Five times (once every hour) one of the young boys sitting silently off to the side rose and poured perfumed water into each man's cupped hands. Then for several seconds the air was filled with the fragrance of lemon and the sounds of palms rubbing together against forearms and stubble, instead of coarse voices grumbling or boasting.
The Turkish language has been one of the easiest I've tried learning. So I was able, even if only in Tarzan fashion, to add my fair share of manly chatter during the evening. We joked about how I would become a "Bayram Kurban" if I dared to cross into Iran, and how it seemed everyone but me in the room was related to Aydi. Trying to figure just exactly how many grandchildren he did have provided plenty of argumentation.
Late that night, after the village men had returned to what must surely be some of the world's most patient wives, I was buried beneath a ton of blankets on that same sofa. A beaming
Aydi sat beside me dressed in striped pajamas and stocking cap, looking as if he wanted to do one more bit of goodness for me before retiring.
I hinted that a glass of water might be nice.

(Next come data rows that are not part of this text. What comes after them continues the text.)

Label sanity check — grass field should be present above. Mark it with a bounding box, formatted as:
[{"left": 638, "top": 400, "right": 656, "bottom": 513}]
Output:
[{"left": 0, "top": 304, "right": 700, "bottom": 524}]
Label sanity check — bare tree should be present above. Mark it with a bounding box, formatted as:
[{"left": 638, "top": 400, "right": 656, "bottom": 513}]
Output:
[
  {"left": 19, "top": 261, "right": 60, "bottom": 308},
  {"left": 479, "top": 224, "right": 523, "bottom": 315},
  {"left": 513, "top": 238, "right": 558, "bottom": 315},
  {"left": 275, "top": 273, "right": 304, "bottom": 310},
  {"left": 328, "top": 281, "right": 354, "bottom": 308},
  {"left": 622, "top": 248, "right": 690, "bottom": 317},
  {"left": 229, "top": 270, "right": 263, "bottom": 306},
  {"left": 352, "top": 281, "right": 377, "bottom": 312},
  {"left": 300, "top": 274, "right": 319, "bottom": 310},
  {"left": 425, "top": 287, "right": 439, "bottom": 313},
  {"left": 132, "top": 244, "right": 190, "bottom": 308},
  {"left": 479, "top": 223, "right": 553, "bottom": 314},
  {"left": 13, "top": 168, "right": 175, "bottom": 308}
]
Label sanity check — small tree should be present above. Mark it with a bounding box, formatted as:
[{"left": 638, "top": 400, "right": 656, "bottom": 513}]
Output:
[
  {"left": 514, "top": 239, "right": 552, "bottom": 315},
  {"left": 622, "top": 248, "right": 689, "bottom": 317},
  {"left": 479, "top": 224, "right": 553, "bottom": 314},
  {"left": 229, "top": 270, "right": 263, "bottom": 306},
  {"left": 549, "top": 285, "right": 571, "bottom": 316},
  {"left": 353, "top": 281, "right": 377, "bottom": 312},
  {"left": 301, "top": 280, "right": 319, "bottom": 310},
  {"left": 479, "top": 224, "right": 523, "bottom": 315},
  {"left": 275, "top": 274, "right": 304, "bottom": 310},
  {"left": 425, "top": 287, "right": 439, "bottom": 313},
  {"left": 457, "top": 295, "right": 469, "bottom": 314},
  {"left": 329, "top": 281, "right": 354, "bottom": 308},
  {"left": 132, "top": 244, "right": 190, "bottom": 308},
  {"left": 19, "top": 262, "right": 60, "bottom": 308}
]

He rose from his chair and dashed into the house as if every second meant the difference between life and death. He strode back to my side several minutes later with the water and a plate of more kurban. Not until I'd finished every morsel and he'd had the pleasure of fetching me one more glass of water did he go off to the wife I was never to meet.
For a while longer sleep remained as elusive as the stars shining between the mountain peaks now forming my bedroom walls. On my arms were goosebumps that I knew came not from the chilly air or the muffled thunder of the Kizi-lirmak River far below. Rather, they were caused by the realization that my walking was doing exactly as I'd hoped it would: it was placing a question mark in the minds of those I passed and impelling them to invite me into their homes, their hearts and their minds.
Now, only a handful of days from being halfway around the world, I've already seen so much it almost frightens me to stop and dwell upon all the new scenes added to my life the past 18 months. During the past week alone, I've camped with three gypsy families, bathed in a lavish 700-year-old village bathhouse, and marveled at the beauty I'd found inside a mosque a caretaker had silently waved me into.
I shudder. Supposedly the most exotic still lies hidden over the horizon.